Premier Sigmundur Gunnlaugsson van IJsland is afgetreden vanwege de onthullingen in de Panama Papers, die afgelopen weekend bekend werden.
Gunnlaugsson en zijn vrouw bezitten via een offshore-bedrijf obligaties van de drie grootste banken van IJsland. Toen in 2008 de banken omvielen, zorgde hij er als premier voor dat buitenlandse schuldeisers werden afgelost. Daar had hij dus een persoonlijk belang bij, hij was immers zelf een van de schuldeisers.
Protesten
In IJsland gingen de afgelopen dagen duizenden mensen de straat op om zijn aftreden te eisen.

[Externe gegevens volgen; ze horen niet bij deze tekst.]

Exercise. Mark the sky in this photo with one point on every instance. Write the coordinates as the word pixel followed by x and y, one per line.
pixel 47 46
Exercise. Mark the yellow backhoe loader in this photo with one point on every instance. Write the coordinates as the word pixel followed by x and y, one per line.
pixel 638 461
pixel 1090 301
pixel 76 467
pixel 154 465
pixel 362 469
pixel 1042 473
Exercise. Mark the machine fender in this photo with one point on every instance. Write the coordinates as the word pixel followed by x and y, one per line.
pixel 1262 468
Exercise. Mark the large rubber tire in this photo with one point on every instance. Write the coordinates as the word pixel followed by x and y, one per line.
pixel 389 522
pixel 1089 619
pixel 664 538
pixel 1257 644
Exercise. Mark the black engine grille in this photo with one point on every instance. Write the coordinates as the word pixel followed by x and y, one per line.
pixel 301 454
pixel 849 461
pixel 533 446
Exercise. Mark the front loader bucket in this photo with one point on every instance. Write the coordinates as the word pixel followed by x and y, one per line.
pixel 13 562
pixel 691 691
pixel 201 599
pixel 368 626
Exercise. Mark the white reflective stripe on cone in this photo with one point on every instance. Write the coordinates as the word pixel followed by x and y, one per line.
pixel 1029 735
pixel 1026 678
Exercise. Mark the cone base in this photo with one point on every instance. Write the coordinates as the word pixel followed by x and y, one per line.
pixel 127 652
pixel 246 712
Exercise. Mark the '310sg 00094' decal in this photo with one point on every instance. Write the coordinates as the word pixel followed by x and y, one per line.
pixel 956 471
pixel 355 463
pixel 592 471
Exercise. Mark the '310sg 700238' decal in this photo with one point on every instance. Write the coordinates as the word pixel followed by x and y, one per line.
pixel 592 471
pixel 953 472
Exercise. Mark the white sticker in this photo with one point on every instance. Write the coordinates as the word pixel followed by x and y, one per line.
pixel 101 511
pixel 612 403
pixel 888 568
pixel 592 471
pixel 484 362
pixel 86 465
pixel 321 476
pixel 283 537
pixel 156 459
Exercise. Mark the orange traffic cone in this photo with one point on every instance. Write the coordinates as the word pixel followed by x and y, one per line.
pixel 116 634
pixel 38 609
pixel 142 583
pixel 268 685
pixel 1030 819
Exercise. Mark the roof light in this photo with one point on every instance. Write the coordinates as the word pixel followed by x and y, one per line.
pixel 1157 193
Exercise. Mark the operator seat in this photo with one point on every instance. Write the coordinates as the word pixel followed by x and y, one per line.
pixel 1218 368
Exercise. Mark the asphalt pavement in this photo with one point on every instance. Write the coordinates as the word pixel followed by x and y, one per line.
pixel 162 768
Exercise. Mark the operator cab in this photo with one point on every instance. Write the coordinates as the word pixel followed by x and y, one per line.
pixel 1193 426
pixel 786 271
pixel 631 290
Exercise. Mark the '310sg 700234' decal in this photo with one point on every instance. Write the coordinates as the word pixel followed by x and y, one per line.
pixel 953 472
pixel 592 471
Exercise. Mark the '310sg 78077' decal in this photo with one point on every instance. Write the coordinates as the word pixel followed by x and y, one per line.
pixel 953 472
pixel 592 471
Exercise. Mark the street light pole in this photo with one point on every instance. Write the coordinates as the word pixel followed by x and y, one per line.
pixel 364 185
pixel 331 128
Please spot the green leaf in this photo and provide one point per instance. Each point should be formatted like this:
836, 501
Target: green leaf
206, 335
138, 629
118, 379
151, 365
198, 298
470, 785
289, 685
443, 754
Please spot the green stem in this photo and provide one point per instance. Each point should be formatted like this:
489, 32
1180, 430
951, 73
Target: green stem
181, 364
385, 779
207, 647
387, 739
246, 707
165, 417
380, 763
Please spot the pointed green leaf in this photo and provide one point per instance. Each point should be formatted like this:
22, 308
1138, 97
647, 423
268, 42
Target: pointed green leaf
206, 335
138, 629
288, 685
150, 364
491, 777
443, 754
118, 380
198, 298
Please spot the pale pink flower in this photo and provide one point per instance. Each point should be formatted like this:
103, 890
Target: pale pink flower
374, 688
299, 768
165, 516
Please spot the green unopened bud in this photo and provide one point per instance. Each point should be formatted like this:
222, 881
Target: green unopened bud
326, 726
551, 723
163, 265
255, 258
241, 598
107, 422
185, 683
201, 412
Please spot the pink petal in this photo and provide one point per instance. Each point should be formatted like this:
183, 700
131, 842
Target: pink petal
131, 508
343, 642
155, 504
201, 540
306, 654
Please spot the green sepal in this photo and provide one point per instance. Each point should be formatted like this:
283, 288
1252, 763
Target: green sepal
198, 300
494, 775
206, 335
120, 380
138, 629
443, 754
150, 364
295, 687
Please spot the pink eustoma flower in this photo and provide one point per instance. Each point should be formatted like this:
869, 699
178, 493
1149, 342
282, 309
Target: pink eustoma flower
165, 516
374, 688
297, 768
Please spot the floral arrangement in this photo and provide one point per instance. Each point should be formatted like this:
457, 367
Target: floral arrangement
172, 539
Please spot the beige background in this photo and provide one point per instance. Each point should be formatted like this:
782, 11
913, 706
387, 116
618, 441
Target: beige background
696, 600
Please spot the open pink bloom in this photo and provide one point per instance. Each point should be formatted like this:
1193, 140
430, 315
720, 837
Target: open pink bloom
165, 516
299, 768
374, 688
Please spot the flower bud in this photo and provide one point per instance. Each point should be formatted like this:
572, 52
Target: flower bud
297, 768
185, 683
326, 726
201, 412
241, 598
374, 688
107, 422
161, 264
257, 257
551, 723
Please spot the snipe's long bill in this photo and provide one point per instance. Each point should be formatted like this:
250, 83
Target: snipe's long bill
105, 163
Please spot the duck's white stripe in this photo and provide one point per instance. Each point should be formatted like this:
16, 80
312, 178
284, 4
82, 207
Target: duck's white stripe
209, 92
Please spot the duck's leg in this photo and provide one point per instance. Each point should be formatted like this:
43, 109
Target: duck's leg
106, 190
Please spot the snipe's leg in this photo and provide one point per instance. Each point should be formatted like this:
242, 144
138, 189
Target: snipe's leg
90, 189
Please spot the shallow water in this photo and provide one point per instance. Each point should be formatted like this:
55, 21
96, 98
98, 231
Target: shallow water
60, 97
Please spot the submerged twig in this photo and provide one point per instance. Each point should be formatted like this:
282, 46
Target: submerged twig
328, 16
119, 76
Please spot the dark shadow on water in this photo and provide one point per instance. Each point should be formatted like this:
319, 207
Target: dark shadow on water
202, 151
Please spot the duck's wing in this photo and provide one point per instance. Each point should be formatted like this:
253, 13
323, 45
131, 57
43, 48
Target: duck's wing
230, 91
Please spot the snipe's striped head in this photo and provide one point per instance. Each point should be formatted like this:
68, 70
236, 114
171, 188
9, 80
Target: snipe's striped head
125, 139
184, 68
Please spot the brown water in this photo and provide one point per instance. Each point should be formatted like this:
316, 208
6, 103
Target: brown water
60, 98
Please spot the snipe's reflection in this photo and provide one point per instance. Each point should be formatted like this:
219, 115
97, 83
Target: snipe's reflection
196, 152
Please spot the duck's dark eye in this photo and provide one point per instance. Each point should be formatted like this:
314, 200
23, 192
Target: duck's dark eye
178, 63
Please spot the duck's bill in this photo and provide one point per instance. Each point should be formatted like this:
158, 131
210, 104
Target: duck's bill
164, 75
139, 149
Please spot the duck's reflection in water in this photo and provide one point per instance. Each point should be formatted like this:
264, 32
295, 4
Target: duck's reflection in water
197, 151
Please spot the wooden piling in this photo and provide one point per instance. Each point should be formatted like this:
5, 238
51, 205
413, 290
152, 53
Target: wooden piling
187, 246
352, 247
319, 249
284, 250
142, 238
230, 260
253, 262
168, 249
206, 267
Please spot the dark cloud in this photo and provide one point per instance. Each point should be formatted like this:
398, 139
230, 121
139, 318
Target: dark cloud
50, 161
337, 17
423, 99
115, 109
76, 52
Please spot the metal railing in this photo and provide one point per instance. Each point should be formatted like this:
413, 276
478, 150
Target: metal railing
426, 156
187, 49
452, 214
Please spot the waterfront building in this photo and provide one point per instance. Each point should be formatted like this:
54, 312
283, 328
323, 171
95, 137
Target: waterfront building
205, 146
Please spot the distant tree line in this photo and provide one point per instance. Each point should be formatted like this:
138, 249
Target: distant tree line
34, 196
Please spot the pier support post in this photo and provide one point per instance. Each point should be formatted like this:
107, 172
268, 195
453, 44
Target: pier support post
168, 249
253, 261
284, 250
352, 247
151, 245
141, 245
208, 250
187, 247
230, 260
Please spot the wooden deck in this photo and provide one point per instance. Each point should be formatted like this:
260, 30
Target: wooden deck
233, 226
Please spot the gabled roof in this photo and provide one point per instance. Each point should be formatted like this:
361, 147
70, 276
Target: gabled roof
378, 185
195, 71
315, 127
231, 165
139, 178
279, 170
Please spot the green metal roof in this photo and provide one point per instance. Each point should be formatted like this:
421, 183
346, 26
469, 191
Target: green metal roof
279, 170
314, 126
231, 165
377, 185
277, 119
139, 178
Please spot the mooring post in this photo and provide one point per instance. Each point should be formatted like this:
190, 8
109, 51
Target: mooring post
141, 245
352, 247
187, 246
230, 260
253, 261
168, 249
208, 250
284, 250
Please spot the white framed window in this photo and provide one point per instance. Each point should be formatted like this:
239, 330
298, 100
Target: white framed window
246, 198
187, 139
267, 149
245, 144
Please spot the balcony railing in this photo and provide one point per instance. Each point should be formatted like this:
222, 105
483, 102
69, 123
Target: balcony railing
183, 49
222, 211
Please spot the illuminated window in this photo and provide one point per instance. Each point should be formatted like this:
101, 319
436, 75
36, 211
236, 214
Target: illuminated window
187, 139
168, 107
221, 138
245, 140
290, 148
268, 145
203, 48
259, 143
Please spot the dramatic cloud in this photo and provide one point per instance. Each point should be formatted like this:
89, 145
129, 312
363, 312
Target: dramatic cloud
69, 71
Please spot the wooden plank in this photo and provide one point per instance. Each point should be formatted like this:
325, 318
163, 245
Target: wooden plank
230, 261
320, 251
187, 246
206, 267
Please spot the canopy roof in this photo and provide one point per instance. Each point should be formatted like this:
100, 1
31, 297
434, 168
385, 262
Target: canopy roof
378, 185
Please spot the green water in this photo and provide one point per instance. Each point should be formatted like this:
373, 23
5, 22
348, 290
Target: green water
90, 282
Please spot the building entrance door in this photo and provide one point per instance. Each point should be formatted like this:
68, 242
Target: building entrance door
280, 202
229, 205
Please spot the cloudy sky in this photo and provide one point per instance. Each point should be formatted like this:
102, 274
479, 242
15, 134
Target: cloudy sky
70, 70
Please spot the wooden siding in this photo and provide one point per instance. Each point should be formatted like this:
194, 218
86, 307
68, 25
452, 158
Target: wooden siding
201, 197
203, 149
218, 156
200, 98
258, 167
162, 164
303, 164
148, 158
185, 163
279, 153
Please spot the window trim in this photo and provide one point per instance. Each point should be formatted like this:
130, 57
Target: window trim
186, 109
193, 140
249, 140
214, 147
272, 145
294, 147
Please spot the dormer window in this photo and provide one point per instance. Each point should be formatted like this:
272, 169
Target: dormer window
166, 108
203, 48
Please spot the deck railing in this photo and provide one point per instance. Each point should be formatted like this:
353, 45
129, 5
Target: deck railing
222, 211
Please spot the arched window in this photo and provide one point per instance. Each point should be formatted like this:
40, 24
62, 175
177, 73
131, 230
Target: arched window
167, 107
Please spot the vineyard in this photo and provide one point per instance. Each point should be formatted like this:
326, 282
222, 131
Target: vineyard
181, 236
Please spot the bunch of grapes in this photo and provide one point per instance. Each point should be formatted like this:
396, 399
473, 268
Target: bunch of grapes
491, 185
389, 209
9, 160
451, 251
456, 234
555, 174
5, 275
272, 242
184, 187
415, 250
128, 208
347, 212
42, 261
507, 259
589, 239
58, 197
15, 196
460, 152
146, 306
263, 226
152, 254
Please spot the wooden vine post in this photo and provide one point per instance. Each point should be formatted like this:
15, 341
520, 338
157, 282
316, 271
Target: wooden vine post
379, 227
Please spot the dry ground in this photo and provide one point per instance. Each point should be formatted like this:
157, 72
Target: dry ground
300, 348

De premier peinsde er in eerste instantie niet over om af te treden.
Hij ontkende schuld, maar onder druk van de kritiek vroeg hij de president wel om het parlement te ontbinden. Die weigerde, waarop de premier toch zijn ontslag heeft ingediend.
Journalist Johannes Kristijansson van Reykjavik Media kreeg de documenten over Gunnlaugsson in handen. Hij vertelde gisteravond in Nieuwsuur dat hij begin juni een telefoontje kreeg van het journalistencollectief ICIJJ. "Ik ben toen naar Washington gevlogen en heb er tien maanden aan gewerkt."
Samen met de Zweedse omroep SVT interviewde hij de premier begin deze maand over de obligaties. Tijdens het interview liep Gunnlaugsson boos weg. Het werd gisteren uitgezonden.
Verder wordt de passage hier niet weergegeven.